Some religious groups have revealed they feel underrepresented on public bodies
Some religious groups have revealed they feel underrepresented on public bodies

by LAUREN CODLING

LEADERS of faith groups have been urged to consider roles in public organisations, as a minister revealed some religious groups felt they were underrepresented on public bodies.

Oliver Dowden, the minister for implementation, spoke to Eastern Eye following a Faith in Leadership event at Windsor Castle earlier this month.

Dowden, who has previously said it was vital to have diversity in public body roles to reflect communities and ethnic backgrounds, urged faith leaders to consider public appointments for themselves.

Roles on public bodies include appointments within the NHS, the National Portrait Gallery and the British Museum.

Roles in public bodies can include appointments within the NHS

Dowden revealed that he had been approached by a number of faith groups who felt they were under-represented.

“We need to change that,” he said. “More diverse boards are better able to understand
and connect with the people they serve. Those from different faiths can provide a range of perspectives for better decision making, particularly if ethical and moral dilemmas arise.”

Insisting that it was a cause he was passionate about, Dowden added he was determined to use his role to ensure “we get the very best people from all walks of life into public appointments”.

The government makes more than 1,000 public appointments to the boards of 550 public bodies, he noted. Between them, these bodies spend more than £200 billion a year and touch every aspect of people’s lives across the UK.
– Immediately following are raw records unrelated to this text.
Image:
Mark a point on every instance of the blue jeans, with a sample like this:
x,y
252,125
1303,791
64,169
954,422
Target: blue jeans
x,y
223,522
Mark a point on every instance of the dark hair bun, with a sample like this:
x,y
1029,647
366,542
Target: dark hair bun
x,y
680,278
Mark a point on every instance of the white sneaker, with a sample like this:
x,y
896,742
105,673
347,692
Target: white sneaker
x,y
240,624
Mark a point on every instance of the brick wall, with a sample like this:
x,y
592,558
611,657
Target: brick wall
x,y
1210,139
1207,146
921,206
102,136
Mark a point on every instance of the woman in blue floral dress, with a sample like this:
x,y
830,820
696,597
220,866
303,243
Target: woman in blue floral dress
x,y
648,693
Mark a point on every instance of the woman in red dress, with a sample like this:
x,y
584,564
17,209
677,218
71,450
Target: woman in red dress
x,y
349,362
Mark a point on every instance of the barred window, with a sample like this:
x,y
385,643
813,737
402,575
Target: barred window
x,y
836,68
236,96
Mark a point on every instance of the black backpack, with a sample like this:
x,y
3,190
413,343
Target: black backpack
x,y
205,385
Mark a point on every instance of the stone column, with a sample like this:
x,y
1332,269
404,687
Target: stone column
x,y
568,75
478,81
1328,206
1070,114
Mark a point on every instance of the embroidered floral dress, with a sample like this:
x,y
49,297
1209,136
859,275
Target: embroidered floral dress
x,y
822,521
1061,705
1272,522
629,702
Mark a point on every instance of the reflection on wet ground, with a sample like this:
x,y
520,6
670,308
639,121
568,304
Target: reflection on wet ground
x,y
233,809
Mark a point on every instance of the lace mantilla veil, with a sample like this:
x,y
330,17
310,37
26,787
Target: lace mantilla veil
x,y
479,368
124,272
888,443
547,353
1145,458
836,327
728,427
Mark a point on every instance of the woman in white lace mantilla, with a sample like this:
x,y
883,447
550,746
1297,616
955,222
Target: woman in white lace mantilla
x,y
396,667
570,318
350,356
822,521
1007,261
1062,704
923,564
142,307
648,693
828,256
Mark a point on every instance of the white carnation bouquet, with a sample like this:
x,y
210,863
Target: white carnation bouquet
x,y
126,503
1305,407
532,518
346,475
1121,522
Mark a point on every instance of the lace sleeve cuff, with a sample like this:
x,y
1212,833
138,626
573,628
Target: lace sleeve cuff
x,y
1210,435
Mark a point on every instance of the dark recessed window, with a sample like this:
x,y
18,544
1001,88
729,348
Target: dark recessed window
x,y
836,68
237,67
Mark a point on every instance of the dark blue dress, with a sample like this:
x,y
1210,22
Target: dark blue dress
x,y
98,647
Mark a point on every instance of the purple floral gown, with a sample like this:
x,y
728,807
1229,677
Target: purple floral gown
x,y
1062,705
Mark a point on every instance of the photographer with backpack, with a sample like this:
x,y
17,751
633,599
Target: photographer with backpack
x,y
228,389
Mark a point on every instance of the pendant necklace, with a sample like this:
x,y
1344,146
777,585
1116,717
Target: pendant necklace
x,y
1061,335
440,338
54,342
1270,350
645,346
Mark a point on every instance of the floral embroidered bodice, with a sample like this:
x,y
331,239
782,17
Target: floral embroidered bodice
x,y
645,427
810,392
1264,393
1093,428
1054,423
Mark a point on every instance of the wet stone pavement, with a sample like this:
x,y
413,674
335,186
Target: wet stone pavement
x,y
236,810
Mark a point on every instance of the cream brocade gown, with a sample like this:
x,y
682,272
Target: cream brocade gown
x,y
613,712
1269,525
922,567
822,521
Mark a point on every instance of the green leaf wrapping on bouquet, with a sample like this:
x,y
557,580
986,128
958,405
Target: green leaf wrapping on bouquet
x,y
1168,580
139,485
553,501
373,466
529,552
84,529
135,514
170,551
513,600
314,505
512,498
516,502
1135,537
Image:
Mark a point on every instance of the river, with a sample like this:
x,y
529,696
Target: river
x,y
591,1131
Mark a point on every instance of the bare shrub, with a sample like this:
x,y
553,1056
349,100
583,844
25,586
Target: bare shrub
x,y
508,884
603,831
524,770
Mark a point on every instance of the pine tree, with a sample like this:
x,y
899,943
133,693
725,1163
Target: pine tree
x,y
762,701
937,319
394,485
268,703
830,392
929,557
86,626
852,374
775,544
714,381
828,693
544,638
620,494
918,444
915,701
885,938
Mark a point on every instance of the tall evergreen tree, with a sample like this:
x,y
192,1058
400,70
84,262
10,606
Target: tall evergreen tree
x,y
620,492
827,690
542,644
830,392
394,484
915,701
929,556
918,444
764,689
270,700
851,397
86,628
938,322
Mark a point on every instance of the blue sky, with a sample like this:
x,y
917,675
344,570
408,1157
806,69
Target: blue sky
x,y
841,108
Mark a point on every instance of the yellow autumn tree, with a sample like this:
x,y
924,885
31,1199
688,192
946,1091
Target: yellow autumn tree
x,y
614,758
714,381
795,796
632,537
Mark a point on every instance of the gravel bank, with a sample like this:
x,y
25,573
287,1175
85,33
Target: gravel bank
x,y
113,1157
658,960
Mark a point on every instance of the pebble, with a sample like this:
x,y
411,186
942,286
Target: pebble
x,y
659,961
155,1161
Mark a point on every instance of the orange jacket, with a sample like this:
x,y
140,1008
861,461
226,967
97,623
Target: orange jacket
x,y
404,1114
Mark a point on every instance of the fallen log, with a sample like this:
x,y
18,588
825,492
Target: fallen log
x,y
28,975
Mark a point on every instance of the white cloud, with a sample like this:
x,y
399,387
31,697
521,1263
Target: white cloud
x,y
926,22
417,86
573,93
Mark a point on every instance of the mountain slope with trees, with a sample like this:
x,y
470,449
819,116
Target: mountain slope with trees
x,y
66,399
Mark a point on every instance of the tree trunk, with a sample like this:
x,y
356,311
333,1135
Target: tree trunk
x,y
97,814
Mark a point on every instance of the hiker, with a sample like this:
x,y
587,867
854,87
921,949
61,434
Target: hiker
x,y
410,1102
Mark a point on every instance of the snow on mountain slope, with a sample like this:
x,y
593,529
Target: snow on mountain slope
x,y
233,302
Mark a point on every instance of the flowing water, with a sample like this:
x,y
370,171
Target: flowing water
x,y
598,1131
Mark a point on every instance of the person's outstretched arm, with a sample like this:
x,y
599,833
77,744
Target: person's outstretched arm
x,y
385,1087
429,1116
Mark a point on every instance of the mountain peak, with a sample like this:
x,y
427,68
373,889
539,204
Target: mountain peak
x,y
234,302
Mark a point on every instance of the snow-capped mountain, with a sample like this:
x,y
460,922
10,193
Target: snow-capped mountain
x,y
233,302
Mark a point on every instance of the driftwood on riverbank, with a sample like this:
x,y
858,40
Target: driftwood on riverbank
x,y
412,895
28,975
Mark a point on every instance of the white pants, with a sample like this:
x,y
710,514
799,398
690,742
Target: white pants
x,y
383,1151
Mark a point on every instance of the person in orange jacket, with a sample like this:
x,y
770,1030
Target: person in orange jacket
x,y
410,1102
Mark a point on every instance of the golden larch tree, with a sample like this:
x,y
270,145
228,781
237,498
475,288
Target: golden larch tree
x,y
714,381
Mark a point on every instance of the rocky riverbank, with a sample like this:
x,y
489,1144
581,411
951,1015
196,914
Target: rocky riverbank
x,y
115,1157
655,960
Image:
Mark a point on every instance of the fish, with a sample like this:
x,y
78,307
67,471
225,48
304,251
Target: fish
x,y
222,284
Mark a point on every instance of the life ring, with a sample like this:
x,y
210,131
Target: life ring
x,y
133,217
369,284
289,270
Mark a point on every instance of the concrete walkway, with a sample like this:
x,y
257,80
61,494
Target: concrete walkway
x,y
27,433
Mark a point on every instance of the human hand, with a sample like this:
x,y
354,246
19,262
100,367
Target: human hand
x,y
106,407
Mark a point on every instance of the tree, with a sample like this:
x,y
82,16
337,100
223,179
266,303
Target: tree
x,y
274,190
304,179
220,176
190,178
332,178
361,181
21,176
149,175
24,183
Therefore, he added, it was really important that the government got the best people with a broad range of experience in these roles.

Dowden, who was appointed as the parliamentary secretary at the Cabinet Office last January, believes individuals from a faith background can bring “important and informed” perspectives to the “difficult, contentious and ethical” questions which many of these public
bodies tackle on a daily basis.

Oliver Dowden speaks at the Faith in Leadership event

Public bodies can benefit an enormous amount from the wisdom and perspectives from our faith communities, he said.

“We have recently advertised roles on the boards of Social Work England to the Advisory Council on the Misuse of Drugs and the Biometrics and the Forensics Ethics Group where a faith perspective is important to the design and delivery of these important bodies,” Dowden said.

Public bodies including healthcare, justice and cultural institutions deliver a variety of services, and Dowden said he understood that some people may face challenging decisions.

“We need the best minds from across all communities to help guide them,” he said. “It’s really important that those communities are represented on the boards of public bodies so that they deliver what individuals really need.”

Currently, the government is recruiting for some 30 public appointments and have many more coming up in future months. Opportunities range from chair of the Royal Botanic Gardens at Kew to an independent chair of the Defence Science Expert Committee.

“Those who want to apply do not have to be an expert in a particular sector to be a credible candidate for these positions,” the Hertsmere MP said. “No matter what the business of these public bodies, the fresh perspective that a diverse board can bring could be just what is needed.”